Some of our clients have heard the phrase, “alter ego.” What does “alter ego” mean? Under the [now discarded] alter ego theory, courts disregard the corporate entity when there exists such unity between the corporation and individual that the corporation ceases to be separate, and when holding only the corporation liable would promote injustice. In other words, the company had failed in its mission to maintain itself as a legal entity independent of its owner. While Texas law eliminates the alter-ego theory as a basis for veil-piercing, it cannot be eliminated as a factor in a case where actual fraud is present, particularly since piercing in Texas has always been linked to values of fairness and justice.

The same standards apply to both corporations and LLCs as to “piercing” even though provisions of the law may refer to a corporation rather than an LLC and to shareholders rather than members. Accordingly, LLC members can expect to receive the same treatment as shareholders of a corporation, no more, no less.

As stated above, piercing the veil is an equitable remedy that is available only in exceptional circumstances. The following are two such exceptional circumstances.

First, in Signal Peak Enterprises of Texas, Inc., and Cecil Stephens, Appellants, v Bettina Investments, Inc., and Oakhill, Inc., Appellees on Appeal from the 68th Judicial District Court Dallas County, Texas Trial Court Cause 00-06462-C (“Bettina”), the shareholders who operated bingo parlors for the property owners played “fast and loose” with their accounting of receipts from bingo parlors. The corporation had poor or no accounting for the receipts of cash collected in their reporting to the property owners (“Interested Parties”). Their contract to operate these bingo parlors ended and immediately the newly contracted entity reported significantly higher revenue from these same bingo parlors. Smelling a “rat” the Interested Parties sued the former corporation and their shareholders for underreporting revenue in which in part was owed to them. The Bettina Plaintiffs were at a loss as to how to recover their damages.
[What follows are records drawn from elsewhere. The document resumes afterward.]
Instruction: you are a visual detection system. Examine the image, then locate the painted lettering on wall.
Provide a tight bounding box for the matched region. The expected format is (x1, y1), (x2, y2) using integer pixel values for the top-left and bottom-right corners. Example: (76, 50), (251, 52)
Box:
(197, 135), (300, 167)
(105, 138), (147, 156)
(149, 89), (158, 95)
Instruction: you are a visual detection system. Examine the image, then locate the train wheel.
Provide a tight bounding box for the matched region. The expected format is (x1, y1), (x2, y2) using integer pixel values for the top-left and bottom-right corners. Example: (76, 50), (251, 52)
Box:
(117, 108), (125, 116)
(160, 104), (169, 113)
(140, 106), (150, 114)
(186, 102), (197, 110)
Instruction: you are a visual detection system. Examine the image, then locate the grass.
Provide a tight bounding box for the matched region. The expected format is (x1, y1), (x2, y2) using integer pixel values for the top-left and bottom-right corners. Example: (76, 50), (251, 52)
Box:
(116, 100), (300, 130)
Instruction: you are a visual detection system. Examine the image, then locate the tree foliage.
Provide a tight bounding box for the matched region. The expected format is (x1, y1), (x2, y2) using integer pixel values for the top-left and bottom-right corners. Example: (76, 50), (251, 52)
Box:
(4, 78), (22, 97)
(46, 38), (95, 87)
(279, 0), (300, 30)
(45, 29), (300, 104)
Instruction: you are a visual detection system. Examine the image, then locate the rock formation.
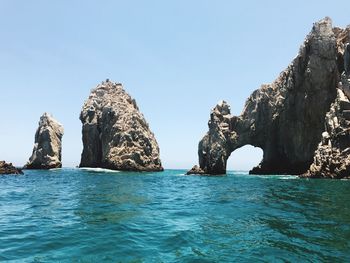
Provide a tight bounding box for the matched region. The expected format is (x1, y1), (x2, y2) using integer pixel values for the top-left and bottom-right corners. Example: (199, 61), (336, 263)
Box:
(302, 84), (350, 178)
(189, 18), (348, 174)
(80, 80), (163, 171)
(0, 161), (23, 174)
(24, 113), (63, 169)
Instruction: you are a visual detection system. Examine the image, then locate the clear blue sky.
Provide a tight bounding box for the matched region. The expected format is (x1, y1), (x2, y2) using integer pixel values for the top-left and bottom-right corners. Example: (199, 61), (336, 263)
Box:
(0, 0), (350, 170)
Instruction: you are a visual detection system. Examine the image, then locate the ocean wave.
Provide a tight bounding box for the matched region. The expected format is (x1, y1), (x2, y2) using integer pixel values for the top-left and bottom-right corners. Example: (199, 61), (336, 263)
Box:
(79, 167), (120, 173)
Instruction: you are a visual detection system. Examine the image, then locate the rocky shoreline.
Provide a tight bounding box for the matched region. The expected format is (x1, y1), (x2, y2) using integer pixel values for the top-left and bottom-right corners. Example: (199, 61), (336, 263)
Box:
(189, 17), (350, 178)
(0, 161), (23, 175)
(0, 17), (350, 179)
Denis Burns CPA was the expert witness in Bettina that successfully testified to “pierce the corporate veil” creating personal liability to the shareholders and obligating them to pay this underreporting of revenue.

Second, in contentious litigation styled Capex Outsource, LLC v. Ricci Ankton and Get it Here, Inc. in the District Court of Rockwall County, Texas, Cause No.1-17-0349 the judgement creditor sued to collect assets that were ostensibly owned by a separate corporation outside of their reach. The judgement debtor used the corporation to place assets, otherwise attachable, inside the corporation and beyond the reach of the judgement creditor. While this transfer worked for several years, Denis Burns CPA analyzed and successfully testified as an expert that the debtor corporation(s) were merely used as an Alter Ego to delay or defraud judgement creditors from collecting their judgement. The court agreed with Burns and allowed the judgement creditor to reach into the separate corporation to collect his judgement.

In both instances, had the corporation followed corporate formalities, the corporate shield would have been respected and the shareholders protected from personal responsibility. Simply put, the Nightmare could have been avoided.

The law applicable to piercing continues to evolve. The safest practice is to establish and maintain the corporate entity with thorough and ongoing documentation that is contained in a company book. Certificates for membership/shareholder interests should also be issued. It is sound business practice to periodically document significant activities and events affecting one’s company using resolutions, special meetings, and the like, thereby pre-empting alter-ego type piercing allegations before they arise.

Denis Burns is a CPA and the Managing Director of The Burns Firm. During the past 30 years Denis has been qualified as an expert and/or testified in that capacity in no less than 26 lawsuits.  His testimony was effective in two District Courts whereby the benefits of a corporation were disregarded and found the shareholder(s) personally liable or unable to use the corporate shield to place assets outside of the reach of creditors.